FedEx’s employees are also alleged to have known that the Chhabra-Smoley and Superior Drugs online pharmacies had been shut down, and that their owners, operators, pharmacists, and doctors had been indicted, arrested, and convicted of illegally distributing drugs. Nevertheless, FedEx allegedly continued to deliver controlled substances and prescription drugs for these organizations.
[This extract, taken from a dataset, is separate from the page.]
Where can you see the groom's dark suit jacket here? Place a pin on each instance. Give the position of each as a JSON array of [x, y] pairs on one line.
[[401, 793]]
Specific Statutory Violations

The indictment specifically charges FedEx with knowingly and intentionally conspiring with the Chhabra-Smoley Organization (from 2000 through 2008) and Superior Drugs (from 2002 through 2010) to violate the CSA, 21 U.S.C. Secs. 841 and 846, and the FDC Act, 21 U.S.C. Secs. 331, et seq., by distributing controlled substances and prescription drugs, including Phendimetrazine (Schedule III); Ambien, Phentermine, Diazepam, and Alprazolam (Schedule IV), to customers who had no legitimate medical need for them based on invalid prescriptions.

FedEx must appear in federal court in San Francisco on July 29, 2014, to answer the charges.